Tropical forest conservation and management can significantly benefit from information about the spatial distribution of tree species. Very-high resolution (VHR) spaceborne platforms have been hailed as a promising technology for mapping tree species over broad spatial extents. WorldView-3, the most advanced VHR sensor, provides spectral data in 16 bands covering the visible to near-infrared (VNIR, 400–1040 nm) and shortwave-infrared (SWIR, 1210–2365 nm) wavelength ranges. It also collects images at unprecedented levels of details using a panchromatic band with 0.3-m of spatial resolution. However, the potential of WorldView-3 at its full spectral and spatial resolution for tropical tree species classification remains unknown. In this study, we performed a comprehensive assessment of WorldView-3 images acquired in the dry and wet seasons for tree species discrimination in tropical semi-deciduous forests. Classification experiments were performed using VNIR individually and combined with SWIR channels. To take advantage of the sub-metric resolution of the panchromatic band for classification, we applied an individual tree crown (ITC)-based approach that employed pan-sharpened VNIR bands and gray level co-occurrence matrix texture features. We determined whether the combination of images from the two annual seasons improves the classification accuracy. Finally, we investigated which plant traits influenced species detection.
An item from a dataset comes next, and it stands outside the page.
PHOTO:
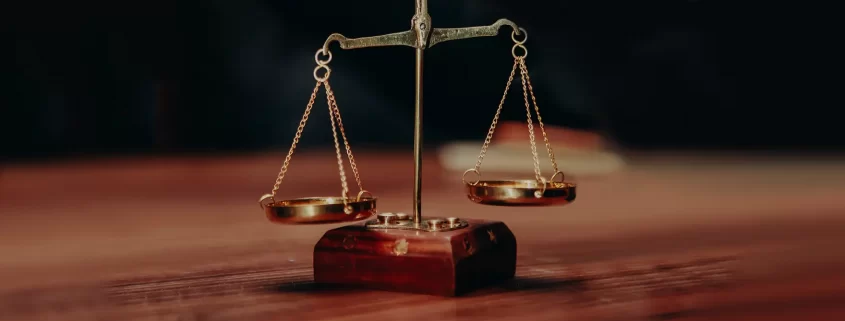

The new SWIR sensing capabilities of WorldView-3 increased the average producer’s accuracy up to 7.8%, by enabling the detection of non-photosynthetic vegetation within ITCs. The combination of VNIR bands from the two annual seasons did not improve the classification results when compared to the results obtained using images from each season individually. The use of VNIR bands at their original 1.2-m spatial resolution yielded average producer’s accuracies of 43.1 ± 3.1% and 38.8 ± 3% in the wet and dry seasons, respectively. The ITC-based approach improved the accuracy to 70 ± 8% in the wet and 68.4 ± 7.4% in the dry season. Texture analysis of the panchromatic band enabled the detection of species-specific differences in crown structure, which improved species detection. The use of texture analysis, pan-sharpening, and ITC delineation is a potential approach to perform tree species classification in tropical forests with WorldView-3 satellite images.